You should see a valid response similar to the following example:

pgvector is an open-source PostgreSQL extension that enables efficient storage, indexing,
and querying of vector embeddings within a PostgreSQL database.

Next, try the following command:

curl -G "http://localhost:8080/api/rag" \
    --data-urlencode "query=How does QuestionAnswerAdvisor work in Spring AI?"

Although the answer might appear valid, it might include phrasing that indicates it's a reasoned guess.

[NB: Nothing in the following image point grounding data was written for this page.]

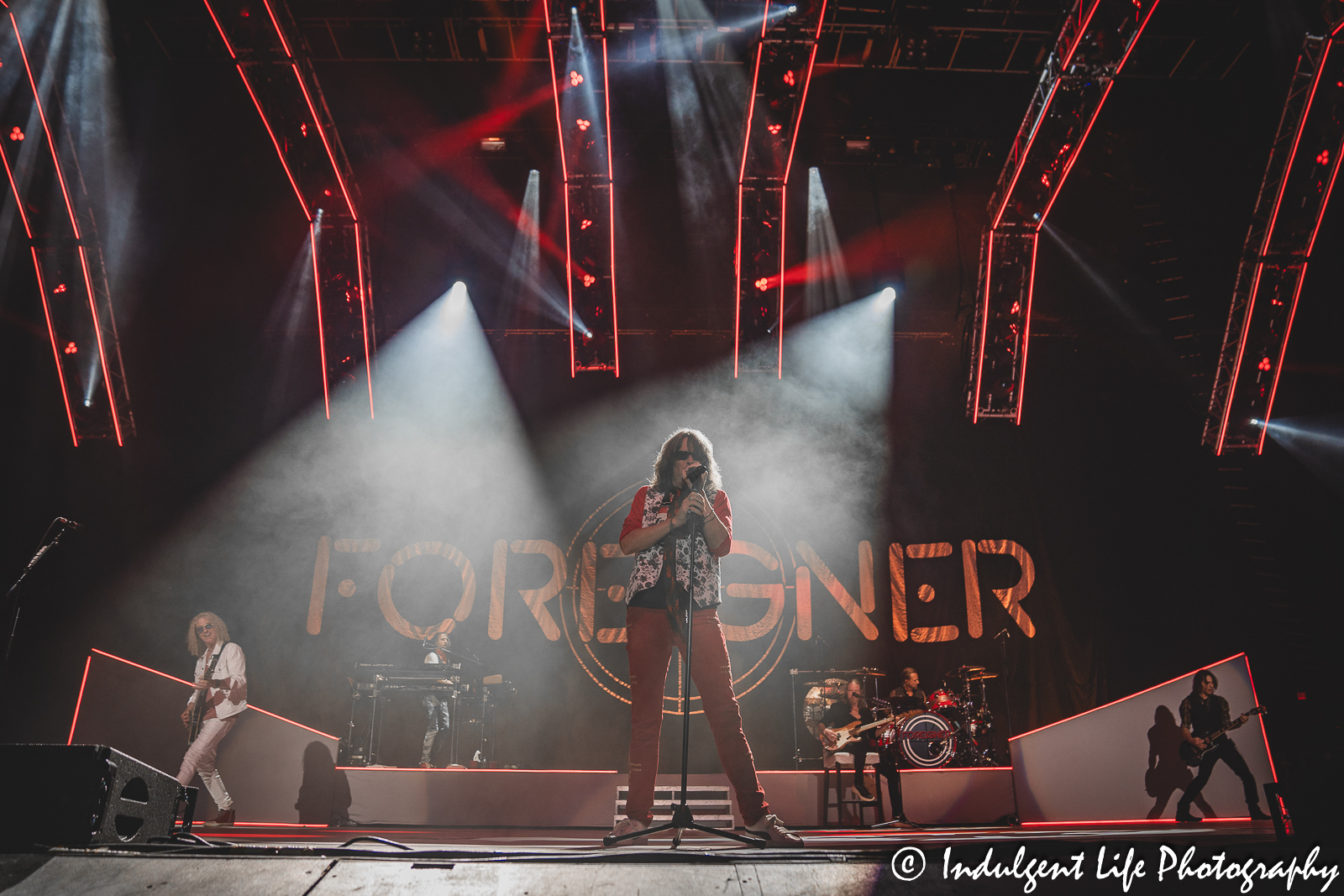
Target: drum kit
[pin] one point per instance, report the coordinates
(958, 728)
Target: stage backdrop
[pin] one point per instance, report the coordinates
(351, 540)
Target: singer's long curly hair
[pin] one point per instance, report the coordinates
(701, 449)
(194, 644)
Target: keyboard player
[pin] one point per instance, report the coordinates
(436, 705)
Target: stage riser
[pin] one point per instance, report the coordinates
(1120, 762)
(589, 799)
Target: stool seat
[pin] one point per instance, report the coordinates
(847, 759)
(831, 783)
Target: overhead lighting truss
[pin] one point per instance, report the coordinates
(62, 234)
(577, 53)
(273, 60)
(1092, 49)
(1303, 165)
(781, 71)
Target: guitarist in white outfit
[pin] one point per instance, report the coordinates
(222, 688)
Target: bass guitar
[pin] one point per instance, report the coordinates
(198, 708)
(853, 731)
(1193, 755)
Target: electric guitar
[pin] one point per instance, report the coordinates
(853, 731)
(1193, 755)
(198, 708)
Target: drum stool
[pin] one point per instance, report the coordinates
(831, 779)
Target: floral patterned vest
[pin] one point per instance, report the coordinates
(648, 564)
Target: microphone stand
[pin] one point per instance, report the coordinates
(682, 817)
(13, 595)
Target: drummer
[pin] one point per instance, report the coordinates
(907, 698)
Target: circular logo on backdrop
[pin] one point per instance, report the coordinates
(759, 610)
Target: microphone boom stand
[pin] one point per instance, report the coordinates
(682, 817)
(15, 594)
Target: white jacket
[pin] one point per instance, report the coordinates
(228, 691)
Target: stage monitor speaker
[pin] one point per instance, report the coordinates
(58, 795)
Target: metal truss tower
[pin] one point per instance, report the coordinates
(1303, 165)
(275, 63)
(1090, 51)
(781, 73)
(62, 234)
(577, 46)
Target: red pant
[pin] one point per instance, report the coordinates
(649, 642)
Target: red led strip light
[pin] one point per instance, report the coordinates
(322, 332)
(80, 701)
(363, 315)
(1041, 117)
(165, 674)
(252, 93)
(74, 228)
(743, 174)
(42, 293)
(1026, 327)
(1260, 268)
(984, 328)
(611, 192)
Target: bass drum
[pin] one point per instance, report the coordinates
(819, 699)
(925, 739)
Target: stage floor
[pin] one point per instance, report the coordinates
(544, 862)
(506, 841)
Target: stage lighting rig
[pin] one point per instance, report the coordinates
(577, 46)
(1303, 165)
(785, 55)
(276, 66)
(64, 239)
(1090, 51)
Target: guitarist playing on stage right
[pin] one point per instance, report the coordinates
(850, 711)
(1203, 714)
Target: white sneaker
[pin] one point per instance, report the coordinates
(772, 829)
(627, 826)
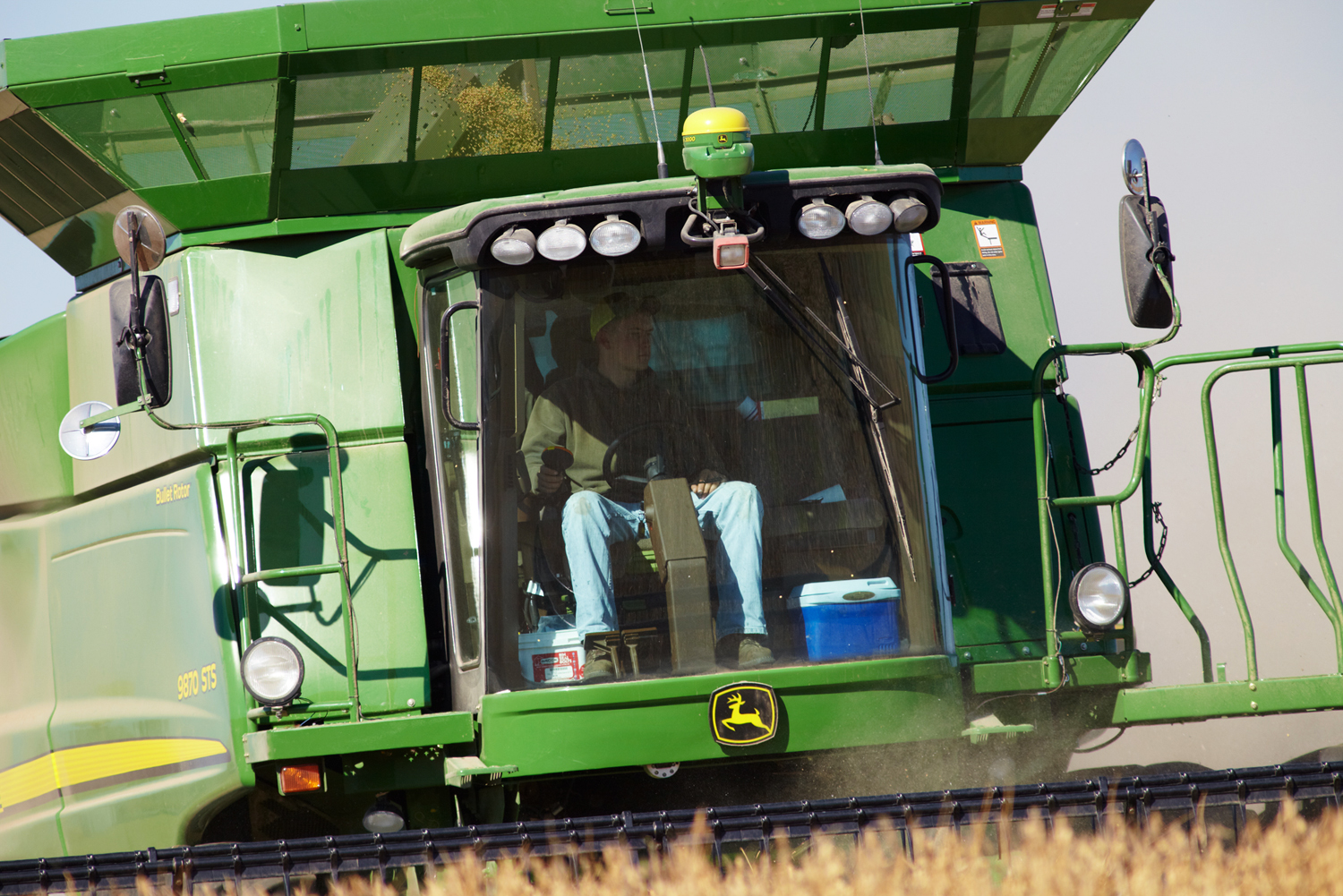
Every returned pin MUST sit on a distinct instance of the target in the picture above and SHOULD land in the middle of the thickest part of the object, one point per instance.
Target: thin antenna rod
(708, 80)
(876, 149)
(647, 81)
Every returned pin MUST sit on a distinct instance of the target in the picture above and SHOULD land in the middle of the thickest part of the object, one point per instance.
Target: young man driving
(620, 402)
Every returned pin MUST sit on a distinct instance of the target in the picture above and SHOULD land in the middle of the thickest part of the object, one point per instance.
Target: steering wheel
(669, 426)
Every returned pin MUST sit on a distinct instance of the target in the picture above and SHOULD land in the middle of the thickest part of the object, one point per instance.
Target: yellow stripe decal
(83, 764)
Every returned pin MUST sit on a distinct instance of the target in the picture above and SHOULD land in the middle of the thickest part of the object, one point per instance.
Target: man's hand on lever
(706, 482)
(548, 480)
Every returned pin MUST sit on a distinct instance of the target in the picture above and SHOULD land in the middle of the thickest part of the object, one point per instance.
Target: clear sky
(1237, 107)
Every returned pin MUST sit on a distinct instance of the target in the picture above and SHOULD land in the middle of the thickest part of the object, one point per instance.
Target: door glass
(672, 371)
(1039, 69)
(454, 461)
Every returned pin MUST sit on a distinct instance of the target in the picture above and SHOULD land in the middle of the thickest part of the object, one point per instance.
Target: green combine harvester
(508, 411)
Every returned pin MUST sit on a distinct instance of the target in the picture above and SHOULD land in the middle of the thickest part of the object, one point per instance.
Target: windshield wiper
(872, 426)
(811, 328)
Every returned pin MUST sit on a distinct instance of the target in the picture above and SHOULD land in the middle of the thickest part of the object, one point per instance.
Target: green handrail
(1219, 509)
(1260, 357)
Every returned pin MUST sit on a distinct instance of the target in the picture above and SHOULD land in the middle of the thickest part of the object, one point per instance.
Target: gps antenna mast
(872, 112)
(647, 81)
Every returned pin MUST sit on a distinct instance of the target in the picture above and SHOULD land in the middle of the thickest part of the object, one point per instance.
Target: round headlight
(516, 246)
(819, 220)
(614, 236)
(273, 672)
(1099, 597)
(561, 242)
(910, 214)
(868, 217)
(383, 817)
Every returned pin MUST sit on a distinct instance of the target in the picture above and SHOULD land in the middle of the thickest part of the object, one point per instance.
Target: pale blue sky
(1237, 107)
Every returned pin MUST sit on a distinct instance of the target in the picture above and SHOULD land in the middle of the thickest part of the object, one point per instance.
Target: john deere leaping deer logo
(743, 713)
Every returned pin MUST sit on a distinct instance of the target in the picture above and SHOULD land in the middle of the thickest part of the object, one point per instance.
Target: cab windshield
(676, 482)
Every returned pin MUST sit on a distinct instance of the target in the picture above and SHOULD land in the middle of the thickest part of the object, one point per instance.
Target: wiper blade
(811, 328)
(872, 415)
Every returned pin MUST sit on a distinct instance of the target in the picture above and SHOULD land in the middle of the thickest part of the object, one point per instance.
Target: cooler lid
(845, 592)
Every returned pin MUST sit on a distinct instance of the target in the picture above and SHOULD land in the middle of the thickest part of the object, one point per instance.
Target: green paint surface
(665, 721)
(35, 395)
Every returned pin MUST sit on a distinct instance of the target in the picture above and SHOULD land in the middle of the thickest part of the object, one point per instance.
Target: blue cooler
(849, 619)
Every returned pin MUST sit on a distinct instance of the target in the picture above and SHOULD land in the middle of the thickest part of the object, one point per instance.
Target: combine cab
(305, 500)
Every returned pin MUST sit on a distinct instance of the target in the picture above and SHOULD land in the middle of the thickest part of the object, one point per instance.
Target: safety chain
(1160, 549)
(1116, 458)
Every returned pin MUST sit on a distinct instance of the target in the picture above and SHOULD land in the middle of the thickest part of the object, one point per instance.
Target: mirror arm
(945, 306)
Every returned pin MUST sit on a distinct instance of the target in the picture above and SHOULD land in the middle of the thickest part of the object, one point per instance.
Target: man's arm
(547, 426)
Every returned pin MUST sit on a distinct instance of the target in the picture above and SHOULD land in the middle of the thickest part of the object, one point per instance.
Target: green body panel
(134, 603)
(282, 46)
(35, 397)
(456, 729)
(300, 325)
(666, 721)
(1189, 703)
(1125, 670)
(29, 695)
(982, 431)
(287, 501)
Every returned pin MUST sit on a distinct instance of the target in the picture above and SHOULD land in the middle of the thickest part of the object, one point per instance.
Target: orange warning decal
(988, 239)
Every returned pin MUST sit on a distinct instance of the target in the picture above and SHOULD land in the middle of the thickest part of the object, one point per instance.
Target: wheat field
(1288, 858)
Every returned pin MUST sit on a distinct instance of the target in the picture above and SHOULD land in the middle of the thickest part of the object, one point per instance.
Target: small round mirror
(91, 443)
(1135, 171)
(150, 236)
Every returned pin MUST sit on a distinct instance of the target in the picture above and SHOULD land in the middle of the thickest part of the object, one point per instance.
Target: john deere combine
(287, 544)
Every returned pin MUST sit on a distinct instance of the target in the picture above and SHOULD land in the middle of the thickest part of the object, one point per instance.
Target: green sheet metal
(666, 721)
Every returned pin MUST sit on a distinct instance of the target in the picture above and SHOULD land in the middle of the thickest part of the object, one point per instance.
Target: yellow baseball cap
(618, 306)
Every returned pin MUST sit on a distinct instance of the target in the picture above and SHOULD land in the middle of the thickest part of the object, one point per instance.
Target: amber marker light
(731, 252)
(295, 780)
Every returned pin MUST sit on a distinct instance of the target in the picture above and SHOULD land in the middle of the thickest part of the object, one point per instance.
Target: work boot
(751, 653)
(598, 667)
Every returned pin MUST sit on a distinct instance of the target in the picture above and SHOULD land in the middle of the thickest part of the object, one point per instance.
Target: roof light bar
(614, 236)
(561, 242)
(515, 246)
(819, 219)
(910, 214)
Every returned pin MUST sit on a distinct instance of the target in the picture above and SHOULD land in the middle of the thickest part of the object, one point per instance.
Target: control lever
(559, 458)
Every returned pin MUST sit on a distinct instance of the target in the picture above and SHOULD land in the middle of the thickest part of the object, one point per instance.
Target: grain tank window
(774, 83)
(603, 101)
(230, 129)
(131, 136)
(911, 80)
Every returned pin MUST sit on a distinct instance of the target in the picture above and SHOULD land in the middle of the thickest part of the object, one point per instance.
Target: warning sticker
(986, 236)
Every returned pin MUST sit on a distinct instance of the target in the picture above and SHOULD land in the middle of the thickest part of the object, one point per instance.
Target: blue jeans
(594, 523)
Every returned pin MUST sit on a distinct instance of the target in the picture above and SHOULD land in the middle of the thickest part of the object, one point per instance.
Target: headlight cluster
(273, 670)
(865, 215)
(566, 241)
(1099, 597)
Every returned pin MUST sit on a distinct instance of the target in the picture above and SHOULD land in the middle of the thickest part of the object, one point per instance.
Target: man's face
(628, 343)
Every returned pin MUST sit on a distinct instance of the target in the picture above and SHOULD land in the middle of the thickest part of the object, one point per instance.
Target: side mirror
(1144, 246)
(140, 311)
(152, 311)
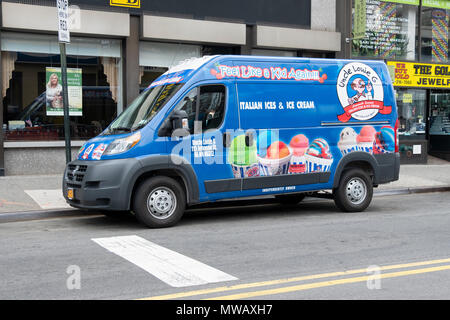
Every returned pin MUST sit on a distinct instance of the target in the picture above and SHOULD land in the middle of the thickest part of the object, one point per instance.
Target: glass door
(440, 113)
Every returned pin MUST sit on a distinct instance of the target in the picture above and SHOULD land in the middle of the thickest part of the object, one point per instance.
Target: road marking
(169, 266)
(48, 199)
(290, 280)
(327, 283)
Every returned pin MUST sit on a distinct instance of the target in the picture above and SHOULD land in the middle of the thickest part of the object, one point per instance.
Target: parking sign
(63, 20)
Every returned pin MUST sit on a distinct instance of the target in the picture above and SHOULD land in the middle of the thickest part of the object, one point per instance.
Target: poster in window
(54, 98)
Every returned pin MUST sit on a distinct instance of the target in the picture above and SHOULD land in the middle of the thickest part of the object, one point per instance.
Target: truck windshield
(143, 109)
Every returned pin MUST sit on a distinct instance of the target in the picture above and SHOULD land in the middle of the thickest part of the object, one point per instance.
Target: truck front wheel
(354, 192)
(159, 202)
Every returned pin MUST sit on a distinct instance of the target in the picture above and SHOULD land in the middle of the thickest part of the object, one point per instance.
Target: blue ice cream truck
(226, 127)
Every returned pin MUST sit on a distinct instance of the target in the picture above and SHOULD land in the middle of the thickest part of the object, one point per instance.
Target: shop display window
(440, 112)
(411, 105)
(435, 32)
(389, 29)
(32, 90)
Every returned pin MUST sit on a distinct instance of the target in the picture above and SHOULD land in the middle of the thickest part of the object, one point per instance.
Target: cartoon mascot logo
(360, 92)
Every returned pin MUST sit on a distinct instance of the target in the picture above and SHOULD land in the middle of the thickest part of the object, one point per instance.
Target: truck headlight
(123, 144)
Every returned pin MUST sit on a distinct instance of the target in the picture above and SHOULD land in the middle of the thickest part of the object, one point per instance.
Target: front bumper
(105, 184)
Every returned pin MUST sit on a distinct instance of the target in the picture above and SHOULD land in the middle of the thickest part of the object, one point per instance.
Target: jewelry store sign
(125, 3)
(423, 75)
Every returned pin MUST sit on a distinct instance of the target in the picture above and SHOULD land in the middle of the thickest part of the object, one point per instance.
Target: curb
(43, 214)
(412, 190)
(69, 212)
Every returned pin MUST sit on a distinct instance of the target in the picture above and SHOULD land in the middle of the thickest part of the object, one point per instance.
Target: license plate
(70, 194)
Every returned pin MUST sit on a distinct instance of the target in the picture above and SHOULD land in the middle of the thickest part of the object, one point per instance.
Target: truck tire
(290, 199)
(354, 192)
(159, 202)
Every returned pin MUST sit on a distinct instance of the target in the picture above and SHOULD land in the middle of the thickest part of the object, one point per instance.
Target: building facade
(117, 48)
(412, 36)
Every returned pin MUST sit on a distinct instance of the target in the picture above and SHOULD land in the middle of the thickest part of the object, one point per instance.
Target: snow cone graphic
(276, 161)
(318, 156)
(384, 140)
(298, 145)
(365, 139)
(347, 140)
(360, 92)
(243, 158)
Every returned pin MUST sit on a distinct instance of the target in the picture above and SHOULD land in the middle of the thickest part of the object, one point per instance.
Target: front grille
(75, 174)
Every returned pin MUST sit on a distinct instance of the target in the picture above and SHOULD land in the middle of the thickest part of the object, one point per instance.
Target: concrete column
(249, 41)
(323, 15)
(2, 150)
(344, 26)
(131, 62)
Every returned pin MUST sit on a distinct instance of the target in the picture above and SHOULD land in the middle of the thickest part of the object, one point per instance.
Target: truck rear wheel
(354, 192)
(159, 202)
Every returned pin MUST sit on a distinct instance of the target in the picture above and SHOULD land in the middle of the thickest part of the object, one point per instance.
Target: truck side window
(212, 106)
(189, 104)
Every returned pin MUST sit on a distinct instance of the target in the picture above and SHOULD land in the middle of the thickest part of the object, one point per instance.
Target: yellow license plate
(70, 194)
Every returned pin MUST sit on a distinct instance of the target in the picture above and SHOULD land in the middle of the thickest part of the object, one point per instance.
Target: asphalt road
(310, 251)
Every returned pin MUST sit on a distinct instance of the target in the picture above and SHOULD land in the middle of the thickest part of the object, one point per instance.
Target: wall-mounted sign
(54, 87)
(126, 3)
(423, 75)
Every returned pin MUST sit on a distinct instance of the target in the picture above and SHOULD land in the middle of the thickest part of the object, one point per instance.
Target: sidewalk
(43, 192)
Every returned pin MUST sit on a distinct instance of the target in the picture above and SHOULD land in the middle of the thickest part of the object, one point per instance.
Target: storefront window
(435, 31)
(32, 96)
(155, 58)
(440, 113)
(411, 105)
(387, 29)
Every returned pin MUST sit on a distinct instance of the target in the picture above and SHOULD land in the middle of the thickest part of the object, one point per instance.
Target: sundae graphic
(87, 152)
(276, 161)
(347, 141)
(98, 152)
(365, 139)
(360, 92)
(318, 156)
(298, 145)
(243, 158)
(384, 140)
(364, 92)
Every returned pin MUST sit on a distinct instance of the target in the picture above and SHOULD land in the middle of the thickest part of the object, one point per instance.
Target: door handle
(226, 138)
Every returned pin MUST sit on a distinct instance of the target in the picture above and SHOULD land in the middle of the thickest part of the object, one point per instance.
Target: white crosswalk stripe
(48, 199)
(169, 266)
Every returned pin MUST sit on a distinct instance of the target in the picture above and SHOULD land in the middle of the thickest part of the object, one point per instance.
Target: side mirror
(176, 125)
(180, 125)
(179, 120)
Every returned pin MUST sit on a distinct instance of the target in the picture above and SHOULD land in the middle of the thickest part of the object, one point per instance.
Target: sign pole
(62, 49)
(64, 37)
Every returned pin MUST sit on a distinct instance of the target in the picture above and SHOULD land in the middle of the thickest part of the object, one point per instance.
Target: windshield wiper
(121, 129)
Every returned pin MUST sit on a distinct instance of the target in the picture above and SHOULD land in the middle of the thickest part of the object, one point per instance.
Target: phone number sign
(63, 20)
(410, 74)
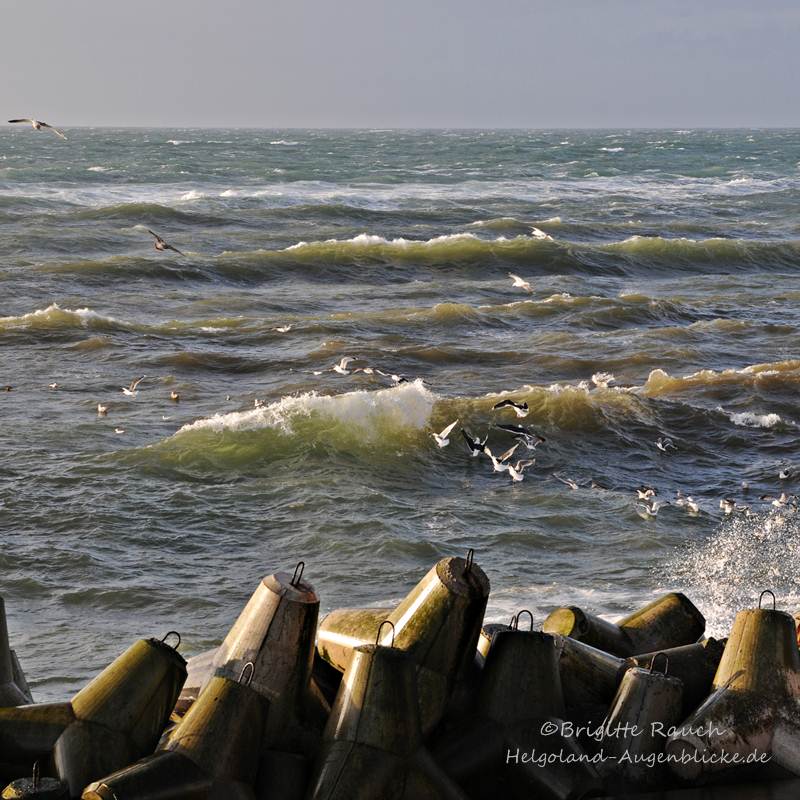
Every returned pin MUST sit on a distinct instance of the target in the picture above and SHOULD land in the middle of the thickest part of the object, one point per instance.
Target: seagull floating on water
(341, 367)
(476, 446)
(520, 409)
(441, 438)
(602, 379)
(520, 283)
(37, 125)
(665, 444)
(160, 245)
(130, 391)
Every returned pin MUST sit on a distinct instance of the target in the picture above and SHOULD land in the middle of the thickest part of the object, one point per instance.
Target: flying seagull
(520, 409)
(161, 245)
(130, 391)
(441, 438)
(500, 464)
(521, 283)
(476, 446)
(531, 439)
(37, 125)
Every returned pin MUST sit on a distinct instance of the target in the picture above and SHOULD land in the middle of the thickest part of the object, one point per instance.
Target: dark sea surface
(668, 258)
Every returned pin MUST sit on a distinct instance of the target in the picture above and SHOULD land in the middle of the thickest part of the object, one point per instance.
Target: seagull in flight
(131, 391)
(476, 446)
(161, 245)
(516, 470)
(531, 439)
(500, 464)
(520, 409)
(441, 438)
(520, 283)
(37, 125)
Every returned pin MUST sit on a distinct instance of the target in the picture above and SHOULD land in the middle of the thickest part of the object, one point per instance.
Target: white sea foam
(408, 405)
(750, 419)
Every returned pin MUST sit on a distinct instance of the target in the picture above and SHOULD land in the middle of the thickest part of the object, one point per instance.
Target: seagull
(341, 367)
(476, 446)
(37, 125)
(161, 245)
(780, 502)
(441, 438)
(520, 409)
(531, 439)
(602, 379)
(519, 282)
(130, 391)
(516, 471)
(566, 481)
(499, 464)
(728, 505)
(665, 444)
(650, 508)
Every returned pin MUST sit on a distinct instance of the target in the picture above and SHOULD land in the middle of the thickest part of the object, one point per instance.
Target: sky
(402, 63)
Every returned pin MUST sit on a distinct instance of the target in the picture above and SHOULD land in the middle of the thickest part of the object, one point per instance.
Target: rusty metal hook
(470, 560)
(172, 633)
(666, 662)
(301, 565)
(380, 628)
(761, 597)
(244, 669)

Test the application with extra knowledge

Next, provide extra knowledge by adding documents to the vector store. Create a new file named DocumentService.java within the service directory, and then add the following code:

package com.example.springaiapp.service;

import java.util.List;
import java.util.Map;

import org.slf4j.Logger;
import org.slf4j.LoggerFactory;
import org.springframework.ai.document.Document;
import org.springframework.ai.vectorstore.VectorStore;
import org.springframework.beans.factory.annotation.Autowired;
import org.springframework.stereotype.Service;

import jakarta.annotation.PostConstruct;

@Service
public class DocumentService {

    private static final Logger logger = LoggerFactory.getLogger(DocumentService.class);

    @Autowired
    VectorStore vectorStore;

    @PostConstruct
    private void init() {
        vectorStore.add(documents);
        logger.info("DocumentService initialized with. Document count: {}", documents.size());
    }

    List<Document> documents = List.of(
        new Document("3e1a1af7-c872-4e36-9faa-fe53b9613c69",
                    """
                    The Spring AI project aims to streamline the development of applications that
                    incorporate artificial intelligence functionality without unnecessary complexity.
                    The project draws inspiration from notable Python projects, such as LangChain
                    and LlamaIndex, but Spring AI is not a direct port of those projects.
                    The project was founded with the belief that the next wave of Generative AI
                    applications will not be only for Python developers but will be ubiquitous
                    across many programming languages.
                    """,
                     Map.of("prompt", "What is Spring AI?")),
        new Document("7a7c2caf-ce9c-4dcb-a543-937b76ef1098",
                    """
                    A vector database stores data that the AI model is unaware of. When a user
                    question is sent to the AI model, a QuestionAnswerAdvisor queries the vector
                    database for documents related to the user question.
                    The response from the vector database is appended to the user text to provide
                    context for the AI model to generate a response. Assuming you have already
                    loaded data into a VectorStore, you can perform Retrieval Augmented Generation
                    (RAG) by providing an instance of QuestionAnswerAdvisor to the ChatClient.
                    """,
                     Map.of("prompt", "How does QuestionAnswer Advisor work?"))
        );
}

To test these changes, use the following command to compile and run the code:

mvn spring-boot:run

Then, ask a question by using the following command:

curl -G "http://localhost:8080/api/rag" \
    --data-urlencode "query=How does QuestionAnswerAdvisor work in Spring AI?"

You should now see an answer that clearly explains the role of QuestionAnswerAdvisor within Spring AI.

Unit summary

In this unit, you successfully built a RAG application using Spring AI, Azure OpenAI, and Spring AI's VectorStore. The module exposes the RAG capability via a dedicated REST endpoint through the RagController class.